Kami bertanya kepadanya, setelah menjadi Muslim, apakah ia merasa punya tanggung jawab yang lebih terhadapnya, atau ada perasaan lain.
Musa menjawab, “Ya, ada rasa tanggung jawab. Tapi juga ada yang lain. Saya katakan dengan tegas, ketika seseorang menjadi Muslim, berarti ia menapakkan kedua kakinya ke tanah dengan kuat. Islam sangat membantu orang-orang. Saya tidak jujur jika mengatakan bahwa di Daghestan ini semua adalah Muslim yang sebenarnya.”
“Kadang kami berdiskusi mengenai hal itu di masjid. Saya katakan tidak banyak orang Islam yang benar-benar Muslim di Daghestan. Hanya para ustadz dan murid-muridnya. Selebihnya, kita ini hanya orang-orang yang ‘calon Muslim’. Saya tidak bisa mengatakan bahwa kita ini umumnya telah mengikuti apa yang diajarkan dalam sunnah nabi. Kita hanya berusaha mengikutinya. Dan kita masih banyak tidak melakukan apa yang seharusnya kita lakukan. Sebaliknya, kita malah berusaha berkelit mencari alasan-alasan yang masuk akal.”
Kenyataan bahwa banyak orang Islam yang tidak memegang teguh dan menjalankan agamanya dengan benar, sempat membuat Musa bingung.
“Kita harusnya berusaha keras menjalankan kewajiban kita. Sulit bagi saya menyaksikan hal ini, kadang saya dibuyarkan oleh apa yang terjadi di sekitar. Saya berusaha mengatasinya, dan kelemahan saya terlihat jelas di sini. Bukan berarti saya putus asa. Tapi saya juga tidak berhak mengatakan bahwa saya sudah menjalankan Islam dengan sebenarnya.”
Ada hal yang ia tidak pernah pikirkan sebelum masuk Islam.
“Ketika saya memutuskan bahwa saya harus menjadi seorang Muslim, saya pikir Islam itu tidak ‘bercabang-cabang’, hanya satu jalan atau seperti sebuah samudera yang tidak terbelah. Tapi kemudian saya menemukan ada beberapa cabang pemikiran dalam Islam. Dan sejak itu mulai muncul beberapa pertanyaan. Cabang-cabang pemikiran itu seperti pusaran air [yang menarik orang masuk ke dalamnya] yang berputar, terus berputar dengan keras. Orang berkata kepada Anda, ‘Lihat, kami mengikuti hadits, hanya kami yang mengerti Qur’an dengan benar’. Lalu Anda mengikuti orang itu, karena Anda pikir orang itu berkata hal yang benar. Dan karena Anda ingin membuat Allah ridha.”

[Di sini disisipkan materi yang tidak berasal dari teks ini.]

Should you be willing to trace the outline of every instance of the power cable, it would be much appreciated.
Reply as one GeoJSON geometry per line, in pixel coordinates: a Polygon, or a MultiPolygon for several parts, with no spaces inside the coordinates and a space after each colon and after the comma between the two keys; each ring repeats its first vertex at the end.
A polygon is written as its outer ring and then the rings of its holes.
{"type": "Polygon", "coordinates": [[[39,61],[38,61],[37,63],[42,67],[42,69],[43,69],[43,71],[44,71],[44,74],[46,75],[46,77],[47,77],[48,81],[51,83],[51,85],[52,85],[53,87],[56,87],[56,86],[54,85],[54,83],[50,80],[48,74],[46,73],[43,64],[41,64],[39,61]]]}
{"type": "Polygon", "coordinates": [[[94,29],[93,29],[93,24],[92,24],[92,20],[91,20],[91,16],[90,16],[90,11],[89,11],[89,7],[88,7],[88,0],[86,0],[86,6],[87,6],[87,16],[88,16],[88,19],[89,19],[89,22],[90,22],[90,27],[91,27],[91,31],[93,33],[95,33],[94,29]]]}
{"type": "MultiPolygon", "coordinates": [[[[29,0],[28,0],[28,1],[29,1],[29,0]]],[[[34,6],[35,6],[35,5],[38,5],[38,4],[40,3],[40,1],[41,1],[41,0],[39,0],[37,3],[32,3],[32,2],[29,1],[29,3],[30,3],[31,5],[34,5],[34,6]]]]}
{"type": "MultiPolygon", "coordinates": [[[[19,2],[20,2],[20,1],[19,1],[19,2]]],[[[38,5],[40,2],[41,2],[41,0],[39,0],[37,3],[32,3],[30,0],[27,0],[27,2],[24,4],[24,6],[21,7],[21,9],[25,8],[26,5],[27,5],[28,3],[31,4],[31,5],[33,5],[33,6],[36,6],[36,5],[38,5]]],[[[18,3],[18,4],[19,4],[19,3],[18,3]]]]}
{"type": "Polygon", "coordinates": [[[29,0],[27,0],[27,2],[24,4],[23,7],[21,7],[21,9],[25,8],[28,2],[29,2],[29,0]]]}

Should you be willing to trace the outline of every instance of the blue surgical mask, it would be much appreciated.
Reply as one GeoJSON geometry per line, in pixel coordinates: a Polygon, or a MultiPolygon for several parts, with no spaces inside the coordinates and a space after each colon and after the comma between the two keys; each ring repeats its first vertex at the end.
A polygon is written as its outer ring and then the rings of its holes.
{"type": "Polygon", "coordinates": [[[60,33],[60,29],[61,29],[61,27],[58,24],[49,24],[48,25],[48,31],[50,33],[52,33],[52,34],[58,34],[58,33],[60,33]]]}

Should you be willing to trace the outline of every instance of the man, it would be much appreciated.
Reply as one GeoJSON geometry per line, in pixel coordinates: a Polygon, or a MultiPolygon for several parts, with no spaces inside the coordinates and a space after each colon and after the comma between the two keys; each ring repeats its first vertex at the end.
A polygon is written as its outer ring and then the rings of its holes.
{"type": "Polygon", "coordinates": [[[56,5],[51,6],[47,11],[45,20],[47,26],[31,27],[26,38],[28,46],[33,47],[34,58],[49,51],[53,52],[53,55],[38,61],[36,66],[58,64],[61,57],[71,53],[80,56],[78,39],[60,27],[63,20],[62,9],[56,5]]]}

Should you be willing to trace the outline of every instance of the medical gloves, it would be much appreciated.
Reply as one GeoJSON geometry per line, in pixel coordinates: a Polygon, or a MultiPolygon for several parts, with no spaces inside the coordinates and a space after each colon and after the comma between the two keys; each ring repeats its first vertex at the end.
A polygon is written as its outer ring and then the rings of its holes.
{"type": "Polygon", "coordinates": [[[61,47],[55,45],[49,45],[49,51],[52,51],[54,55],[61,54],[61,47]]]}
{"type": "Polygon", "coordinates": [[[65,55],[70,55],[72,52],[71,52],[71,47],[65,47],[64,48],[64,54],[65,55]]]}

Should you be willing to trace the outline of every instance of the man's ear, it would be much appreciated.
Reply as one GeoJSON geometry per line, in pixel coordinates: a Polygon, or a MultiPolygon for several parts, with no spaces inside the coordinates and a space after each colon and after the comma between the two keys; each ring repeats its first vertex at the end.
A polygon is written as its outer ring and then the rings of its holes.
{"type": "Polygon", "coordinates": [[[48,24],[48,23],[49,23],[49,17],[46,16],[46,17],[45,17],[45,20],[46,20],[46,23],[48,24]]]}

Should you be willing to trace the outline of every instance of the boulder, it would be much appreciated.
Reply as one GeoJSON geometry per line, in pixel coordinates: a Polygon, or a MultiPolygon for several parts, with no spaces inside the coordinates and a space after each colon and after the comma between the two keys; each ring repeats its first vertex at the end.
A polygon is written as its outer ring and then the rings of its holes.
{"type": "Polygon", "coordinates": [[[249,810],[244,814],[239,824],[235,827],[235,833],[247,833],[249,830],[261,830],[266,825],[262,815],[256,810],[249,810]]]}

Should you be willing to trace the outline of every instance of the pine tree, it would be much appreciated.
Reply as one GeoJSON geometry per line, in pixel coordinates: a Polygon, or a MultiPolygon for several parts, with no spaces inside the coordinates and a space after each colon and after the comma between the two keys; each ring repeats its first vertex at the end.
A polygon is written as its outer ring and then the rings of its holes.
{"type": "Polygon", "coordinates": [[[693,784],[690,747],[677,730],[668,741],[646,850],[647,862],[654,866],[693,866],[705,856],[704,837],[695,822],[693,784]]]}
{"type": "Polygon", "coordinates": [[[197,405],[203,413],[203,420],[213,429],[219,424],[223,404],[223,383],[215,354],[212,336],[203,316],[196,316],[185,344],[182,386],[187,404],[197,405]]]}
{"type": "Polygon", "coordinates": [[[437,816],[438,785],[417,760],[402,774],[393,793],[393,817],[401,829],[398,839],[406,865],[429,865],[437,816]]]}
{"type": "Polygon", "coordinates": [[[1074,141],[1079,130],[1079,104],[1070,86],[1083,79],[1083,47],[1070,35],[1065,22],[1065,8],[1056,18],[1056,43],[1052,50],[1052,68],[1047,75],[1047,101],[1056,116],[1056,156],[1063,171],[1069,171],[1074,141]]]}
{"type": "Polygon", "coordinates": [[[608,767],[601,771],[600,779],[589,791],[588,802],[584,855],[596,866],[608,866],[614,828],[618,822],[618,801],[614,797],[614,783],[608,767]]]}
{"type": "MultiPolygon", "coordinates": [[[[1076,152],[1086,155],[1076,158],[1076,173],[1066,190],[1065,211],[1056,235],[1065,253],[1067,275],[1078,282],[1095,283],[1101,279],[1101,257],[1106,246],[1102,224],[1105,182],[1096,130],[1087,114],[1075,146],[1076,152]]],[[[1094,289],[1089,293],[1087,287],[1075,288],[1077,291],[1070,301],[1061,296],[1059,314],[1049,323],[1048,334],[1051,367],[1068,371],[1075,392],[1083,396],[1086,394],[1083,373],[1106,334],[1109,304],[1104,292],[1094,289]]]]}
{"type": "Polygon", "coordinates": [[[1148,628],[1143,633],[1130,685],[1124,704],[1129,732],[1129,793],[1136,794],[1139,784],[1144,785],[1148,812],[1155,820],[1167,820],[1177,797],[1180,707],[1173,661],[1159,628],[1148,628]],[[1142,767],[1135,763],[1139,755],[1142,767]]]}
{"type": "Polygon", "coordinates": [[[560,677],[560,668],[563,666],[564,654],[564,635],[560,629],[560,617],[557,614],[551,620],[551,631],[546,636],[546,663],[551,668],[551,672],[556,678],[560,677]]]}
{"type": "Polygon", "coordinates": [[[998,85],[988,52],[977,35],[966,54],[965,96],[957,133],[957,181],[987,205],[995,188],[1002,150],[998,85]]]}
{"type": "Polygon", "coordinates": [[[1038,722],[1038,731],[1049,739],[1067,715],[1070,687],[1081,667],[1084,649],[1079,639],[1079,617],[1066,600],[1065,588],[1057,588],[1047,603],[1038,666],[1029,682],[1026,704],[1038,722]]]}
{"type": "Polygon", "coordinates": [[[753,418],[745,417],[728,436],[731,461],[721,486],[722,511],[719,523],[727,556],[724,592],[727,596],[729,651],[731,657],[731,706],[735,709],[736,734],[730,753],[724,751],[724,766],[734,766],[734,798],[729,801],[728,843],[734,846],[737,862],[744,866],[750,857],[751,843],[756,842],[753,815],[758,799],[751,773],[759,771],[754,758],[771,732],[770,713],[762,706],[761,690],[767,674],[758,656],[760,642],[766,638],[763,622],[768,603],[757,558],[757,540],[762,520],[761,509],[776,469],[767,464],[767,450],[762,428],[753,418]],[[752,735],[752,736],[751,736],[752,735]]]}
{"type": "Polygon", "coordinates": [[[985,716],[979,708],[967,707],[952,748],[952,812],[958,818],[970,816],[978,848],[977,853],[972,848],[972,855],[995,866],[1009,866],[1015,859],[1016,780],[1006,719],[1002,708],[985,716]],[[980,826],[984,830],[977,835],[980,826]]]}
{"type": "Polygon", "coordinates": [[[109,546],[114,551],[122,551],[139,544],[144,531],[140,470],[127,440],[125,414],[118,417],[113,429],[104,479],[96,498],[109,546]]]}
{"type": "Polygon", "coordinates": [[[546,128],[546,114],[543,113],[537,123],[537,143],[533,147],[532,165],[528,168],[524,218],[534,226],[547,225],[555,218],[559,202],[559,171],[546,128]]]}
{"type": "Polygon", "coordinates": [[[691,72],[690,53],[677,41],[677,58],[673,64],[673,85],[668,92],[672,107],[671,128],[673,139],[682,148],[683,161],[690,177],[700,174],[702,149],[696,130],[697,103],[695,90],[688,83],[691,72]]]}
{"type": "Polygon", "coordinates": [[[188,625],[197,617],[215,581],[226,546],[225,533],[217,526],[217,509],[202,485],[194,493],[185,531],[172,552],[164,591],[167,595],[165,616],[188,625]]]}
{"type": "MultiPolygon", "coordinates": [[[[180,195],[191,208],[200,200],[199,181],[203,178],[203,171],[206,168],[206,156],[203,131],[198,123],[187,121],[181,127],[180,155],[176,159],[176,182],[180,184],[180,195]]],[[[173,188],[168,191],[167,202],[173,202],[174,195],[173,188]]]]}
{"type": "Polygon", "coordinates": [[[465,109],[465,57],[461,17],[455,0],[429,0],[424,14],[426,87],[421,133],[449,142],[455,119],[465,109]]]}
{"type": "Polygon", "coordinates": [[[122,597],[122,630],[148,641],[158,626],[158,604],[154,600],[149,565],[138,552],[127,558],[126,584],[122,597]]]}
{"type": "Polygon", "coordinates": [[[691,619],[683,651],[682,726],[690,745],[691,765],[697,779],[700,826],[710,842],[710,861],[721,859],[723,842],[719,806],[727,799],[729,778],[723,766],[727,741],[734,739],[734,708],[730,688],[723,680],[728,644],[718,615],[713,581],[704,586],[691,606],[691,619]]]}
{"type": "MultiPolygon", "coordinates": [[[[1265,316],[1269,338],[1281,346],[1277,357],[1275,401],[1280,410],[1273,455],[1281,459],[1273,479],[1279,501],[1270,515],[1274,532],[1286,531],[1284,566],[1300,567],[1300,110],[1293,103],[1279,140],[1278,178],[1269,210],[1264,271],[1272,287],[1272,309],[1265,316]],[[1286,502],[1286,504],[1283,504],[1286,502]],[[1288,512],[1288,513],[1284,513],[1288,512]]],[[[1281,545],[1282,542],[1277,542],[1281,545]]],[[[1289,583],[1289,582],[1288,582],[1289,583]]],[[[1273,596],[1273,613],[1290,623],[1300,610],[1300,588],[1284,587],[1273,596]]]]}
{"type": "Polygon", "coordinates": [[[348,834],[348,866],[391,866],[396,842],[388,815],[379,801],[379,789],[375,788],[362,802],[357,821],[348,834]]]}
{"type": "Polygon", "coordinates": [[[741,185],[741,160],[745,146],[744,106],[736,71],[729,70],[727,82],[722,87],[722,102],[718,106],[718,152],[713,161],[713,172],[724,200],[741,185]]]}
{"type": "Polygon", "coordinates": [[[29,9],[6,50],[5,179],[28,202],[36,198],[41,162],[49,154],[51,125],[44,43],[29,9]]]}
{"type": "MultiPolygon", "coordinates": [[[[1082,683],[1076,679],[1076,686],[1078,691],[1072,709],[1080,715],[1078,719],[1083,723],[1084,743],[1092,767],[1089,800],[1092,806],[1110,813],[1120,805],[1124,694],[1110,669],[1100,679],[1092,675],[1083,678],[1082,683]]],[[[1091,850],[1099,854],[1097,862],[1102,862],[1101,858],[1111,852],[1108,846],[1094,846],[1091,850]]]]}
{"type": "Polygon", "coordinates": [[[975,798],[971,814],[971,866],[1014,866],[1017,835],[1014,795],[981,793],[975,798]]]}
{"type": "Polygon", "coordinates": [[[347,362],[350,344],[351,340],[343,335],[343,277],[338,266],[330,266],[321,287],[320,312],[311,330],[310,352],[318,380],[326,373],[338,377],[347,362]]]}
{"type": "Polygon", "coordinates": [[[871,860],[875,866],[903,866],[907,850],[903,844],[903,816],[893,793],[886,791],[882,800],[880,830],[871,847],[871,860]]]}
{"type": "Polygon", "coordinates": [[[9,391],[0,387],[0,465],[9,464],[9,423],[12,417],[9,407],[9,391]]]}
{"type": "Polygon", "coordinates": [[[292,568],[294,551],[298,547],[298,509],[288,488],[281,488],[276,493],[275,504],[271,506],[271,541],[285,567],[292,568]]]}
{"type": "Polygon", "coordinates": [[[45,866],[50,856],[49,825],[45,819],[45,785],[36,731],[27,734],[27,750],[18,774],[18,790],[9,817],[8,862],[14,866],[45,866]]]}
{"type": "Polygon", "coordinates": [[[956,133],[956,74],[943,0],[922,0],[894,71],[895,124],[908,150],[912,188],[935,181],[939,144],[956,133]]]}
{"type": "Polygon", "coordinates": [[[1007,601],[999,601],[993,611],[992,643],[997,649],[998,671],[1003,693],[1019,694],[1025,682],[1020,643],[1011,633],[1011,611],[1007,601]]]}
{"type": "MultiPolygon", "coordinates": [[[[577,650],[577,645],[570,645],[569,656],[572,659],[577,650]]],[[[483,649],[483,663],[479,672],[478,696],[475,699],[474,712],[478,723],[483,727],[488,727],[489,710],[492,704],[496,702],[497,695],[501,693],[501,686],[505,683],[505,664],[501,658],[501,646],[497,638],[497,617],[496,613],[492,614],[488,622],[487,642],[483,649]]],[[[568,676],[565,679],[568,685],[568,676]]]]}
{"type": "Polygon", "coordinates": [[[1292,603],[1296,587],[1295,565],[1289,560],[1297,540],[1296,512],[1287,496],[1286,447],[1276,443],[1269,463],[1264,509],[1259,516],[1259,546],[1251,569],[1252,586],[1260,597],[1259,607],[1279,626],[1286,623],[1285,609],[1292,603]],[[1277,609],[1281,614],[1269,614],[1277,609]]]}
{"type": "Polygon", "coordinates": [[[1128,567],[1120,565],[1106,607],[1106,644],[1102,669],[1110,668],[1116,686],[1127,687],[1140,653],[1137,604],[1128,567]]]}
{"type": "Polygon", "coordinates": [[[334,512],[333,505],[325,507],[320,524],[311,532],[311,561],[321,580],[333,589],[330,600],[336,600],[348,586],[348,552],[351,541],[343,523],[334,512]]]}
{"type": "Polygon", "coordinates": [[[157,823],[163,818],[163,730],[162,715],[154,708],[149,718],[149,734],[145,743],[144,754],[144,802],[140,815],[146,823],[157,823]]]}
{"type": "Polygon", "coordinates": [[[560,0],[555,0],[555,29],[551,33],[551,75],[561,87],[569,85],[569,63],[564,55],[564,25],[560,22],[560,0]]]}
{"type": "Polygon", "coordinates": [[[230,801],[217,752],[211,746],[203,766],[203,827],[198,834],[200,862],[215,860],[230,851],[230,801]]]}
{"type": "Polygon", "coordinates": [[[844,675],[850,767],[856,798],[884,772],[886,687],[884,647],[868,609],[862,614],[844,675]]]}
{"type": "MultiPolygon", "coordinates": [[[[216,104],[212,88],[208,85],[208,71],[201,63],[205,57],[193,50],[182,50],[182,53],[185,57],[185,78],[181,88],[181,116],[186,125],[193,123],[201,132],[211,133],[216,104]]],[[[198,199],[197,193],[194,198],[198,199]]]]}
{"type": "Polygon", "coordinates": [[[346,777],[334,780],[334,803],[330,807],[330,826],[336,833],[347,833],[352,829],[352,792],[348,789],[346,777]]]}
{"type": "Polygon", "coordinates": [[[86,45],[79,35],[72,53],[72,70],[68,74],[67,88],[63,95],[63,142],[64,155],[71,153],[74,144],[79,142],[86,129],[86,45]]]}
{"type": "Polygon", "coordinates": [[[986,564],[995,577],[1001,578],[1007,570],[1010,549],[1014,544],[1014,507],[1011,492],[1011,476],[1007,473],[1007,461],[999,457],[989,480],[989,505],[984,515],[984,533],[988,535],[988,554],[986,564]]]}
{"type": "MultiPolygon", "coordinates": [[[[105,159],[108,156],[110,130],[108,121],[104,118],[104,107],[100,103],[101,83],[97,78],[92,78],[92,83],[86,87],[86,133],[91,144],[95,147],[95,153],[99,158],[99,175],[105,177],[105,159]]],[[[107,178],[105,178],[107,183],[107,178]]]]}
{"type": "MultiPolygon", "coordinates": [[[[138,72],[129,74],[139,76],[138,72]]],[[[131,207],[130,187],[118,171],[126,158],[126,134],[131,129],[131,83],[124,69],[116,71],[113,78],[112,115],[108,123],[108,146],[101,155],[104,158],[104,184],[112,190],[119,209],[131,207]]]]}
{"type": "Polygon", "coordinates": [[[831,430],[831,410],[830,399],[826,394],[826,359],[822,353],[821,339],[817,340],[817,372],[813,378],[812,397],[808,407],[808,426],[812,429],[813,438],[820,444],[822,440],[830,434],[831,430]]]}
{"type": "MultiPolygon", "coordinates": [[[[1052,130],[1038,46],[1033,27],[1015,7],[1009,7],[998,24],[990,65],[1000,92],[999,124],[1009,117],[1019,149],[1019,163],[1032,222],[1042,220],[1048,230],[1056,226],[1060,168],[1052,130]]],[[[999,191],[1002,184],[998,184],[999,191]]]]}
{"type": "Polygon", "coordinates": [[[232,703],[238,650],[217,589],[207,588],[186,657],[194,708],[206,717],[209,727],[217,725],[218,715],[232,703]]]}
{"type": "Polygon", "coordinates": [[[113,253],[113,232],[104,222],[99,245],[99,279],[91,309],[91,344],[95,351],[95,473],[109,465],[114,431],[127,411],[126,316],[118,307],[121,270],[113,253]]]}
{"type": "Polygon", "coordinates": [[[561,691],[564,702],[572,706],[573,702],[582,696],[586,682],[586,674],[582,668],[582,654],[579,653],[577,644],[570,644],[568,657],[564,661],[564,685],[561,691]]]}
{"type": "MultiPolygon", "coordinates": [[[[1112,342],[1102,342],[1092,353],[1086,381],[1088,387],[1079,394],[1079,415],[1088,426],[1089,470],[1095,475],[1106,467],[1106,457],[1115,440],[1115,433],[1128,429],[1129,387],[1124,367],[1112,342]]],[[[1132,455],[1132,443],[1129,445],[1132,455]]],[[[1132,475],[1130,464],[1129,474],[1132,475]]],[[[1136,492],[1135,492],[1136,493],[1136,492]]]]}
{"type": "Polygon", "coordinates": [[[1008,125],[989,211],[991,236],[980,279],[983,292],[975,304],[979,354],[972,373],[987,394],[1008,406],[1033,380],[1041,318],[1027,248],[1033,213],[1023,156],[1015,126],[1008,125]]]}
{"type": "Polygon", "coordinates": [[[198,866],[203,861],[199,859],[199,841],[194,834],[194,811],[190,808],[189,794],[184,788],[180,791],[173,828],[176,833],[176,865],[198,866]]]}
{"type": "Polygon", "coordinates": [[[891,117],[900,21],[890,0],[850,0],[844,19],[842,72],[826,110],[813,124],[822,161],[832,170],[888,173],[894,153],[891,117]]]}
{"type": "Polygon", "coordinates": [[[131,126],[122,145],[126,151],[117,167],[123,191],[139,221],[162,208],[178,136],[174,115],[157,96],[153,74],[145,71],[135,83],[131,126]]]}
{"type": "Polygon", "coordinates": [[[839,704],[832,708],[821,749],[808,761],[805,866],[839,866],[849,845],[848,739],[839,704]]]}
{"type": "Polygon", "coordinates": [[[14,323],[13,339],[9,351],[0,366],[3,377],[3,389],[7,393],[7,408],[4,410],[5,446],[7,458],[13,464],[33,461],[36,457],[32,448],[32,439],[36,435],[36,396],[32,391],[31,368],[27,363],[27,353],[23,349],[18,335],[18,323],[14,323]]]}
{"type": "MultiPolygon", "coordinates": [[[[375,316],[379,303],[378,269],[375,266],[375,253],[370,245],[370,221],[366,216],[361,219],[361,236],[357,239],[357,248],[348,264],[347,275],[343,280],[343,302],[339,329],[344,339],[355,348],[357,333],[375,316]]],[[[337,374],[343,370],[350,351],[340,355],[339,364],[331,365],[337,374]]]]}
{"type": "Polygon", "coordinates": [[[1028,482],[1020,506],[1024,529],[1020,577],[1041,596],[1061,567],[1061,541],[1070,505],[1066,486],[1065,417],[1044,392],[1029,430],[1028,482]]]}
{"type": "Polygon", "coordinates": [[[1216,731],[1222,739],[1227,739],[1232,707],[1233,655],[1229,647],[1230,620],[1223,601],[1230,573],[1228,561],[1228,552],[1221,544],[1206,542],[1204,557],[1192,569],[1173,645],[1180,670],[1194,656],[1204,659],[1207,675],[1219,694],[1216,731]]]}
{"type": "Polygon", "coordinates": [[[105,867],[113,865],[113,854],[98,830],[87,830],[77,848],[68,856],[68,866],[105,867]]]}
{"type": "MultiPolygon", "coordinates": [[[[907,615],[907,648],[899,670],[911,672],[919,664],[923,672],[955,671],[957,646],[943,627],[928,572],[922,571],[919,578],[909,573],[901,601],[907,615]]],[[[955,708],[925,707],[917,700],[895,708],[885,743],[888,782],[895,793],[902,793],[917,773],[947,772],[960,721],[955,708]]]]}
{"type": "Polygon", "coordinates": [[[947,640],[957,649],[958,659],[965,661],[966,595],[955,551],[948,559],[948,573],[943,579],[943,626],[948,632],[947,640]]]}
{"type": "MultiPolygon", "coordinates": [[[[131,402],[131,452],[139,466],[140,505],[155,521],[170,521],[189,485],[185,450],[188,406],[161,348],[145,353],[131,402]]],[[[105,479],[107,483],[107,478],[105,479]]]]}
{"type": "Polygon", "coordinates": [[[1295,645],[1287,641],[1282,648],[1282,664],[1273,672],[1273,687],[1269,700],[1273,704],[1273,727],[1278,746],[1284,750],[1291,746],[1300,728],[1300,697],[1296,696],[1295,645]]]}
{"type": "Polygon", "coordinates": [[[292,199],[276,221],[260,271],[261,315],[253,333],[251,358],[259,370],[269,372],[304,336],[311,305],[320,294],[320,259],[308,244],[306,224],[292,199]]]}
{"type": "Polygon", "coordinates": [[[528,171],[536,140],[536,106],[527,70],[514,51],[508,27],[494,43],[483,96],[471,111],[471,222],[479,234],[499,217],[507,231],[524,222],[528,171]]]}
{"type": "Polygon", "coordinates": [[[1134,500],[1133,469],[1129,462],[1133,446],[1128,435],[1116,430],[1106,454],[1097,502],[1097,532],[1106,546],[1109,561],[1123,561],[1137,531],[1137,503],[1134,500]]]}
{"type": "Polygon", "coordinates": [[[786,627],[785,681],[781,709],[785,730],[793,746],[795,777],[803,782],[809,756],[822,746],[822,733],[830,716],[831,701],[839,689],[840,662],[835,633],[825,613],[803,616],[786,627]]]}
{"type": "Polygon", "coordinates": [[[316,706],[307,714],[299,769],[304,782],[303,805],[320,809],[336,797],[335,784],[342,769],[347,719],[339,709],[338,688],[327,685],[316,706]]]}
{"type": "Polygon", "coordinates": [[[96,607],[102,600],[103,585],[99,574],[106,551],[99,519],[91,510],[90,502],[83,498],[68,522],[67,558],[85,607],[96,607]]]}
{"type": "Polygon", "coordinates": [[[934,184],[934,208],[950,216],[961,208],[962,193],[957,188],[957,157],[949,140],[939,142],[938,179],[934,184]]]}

“Tapi beberapa bulan kemudian Anda akan tahu, bahwa semua klaim seperti itu adalah keliru. Allah yang menjadikan kita bisa berbuat baik. Tentu Anda akan berpikir, jika mereka mengaku menempuh jalan yang benar, maka mengapa mereka juga melakukan hal yang salah?”
Kemudian Musa bercerita tentang pengalamannya dijebloskan ke penjara.
“Allah berkehendak atas segala sesuatunya. Dan itu termasuk kehendak Allah.”
“Dari apa yang saya alami selama ini, hidup di balik jeruji besi, mengajarkan sesuatu kepada saya.”
“Beberapa waktu lalu saya melihat sebuah acara di televisi yang menampilkan seorang wakil dari Republik Chechnya di Moskow. Saya lupa namanya, hanya ingat jika namanya itu bagus dan kedengaran seperti nama orang Perancis, seperti Binaud atau semacamnya. Ia mengatakan bahwa penguasa akan melakukan tindakan seperti sebelumnya, yaitu menyatroni rumah-rumah, menyusupkan obat terlarang dan senjata kepada orang-orang [sebagai jebakan]. Kemudian orang akan turun ke jalan melakukan protes. Hal seperti itu sering terjadi di sini.”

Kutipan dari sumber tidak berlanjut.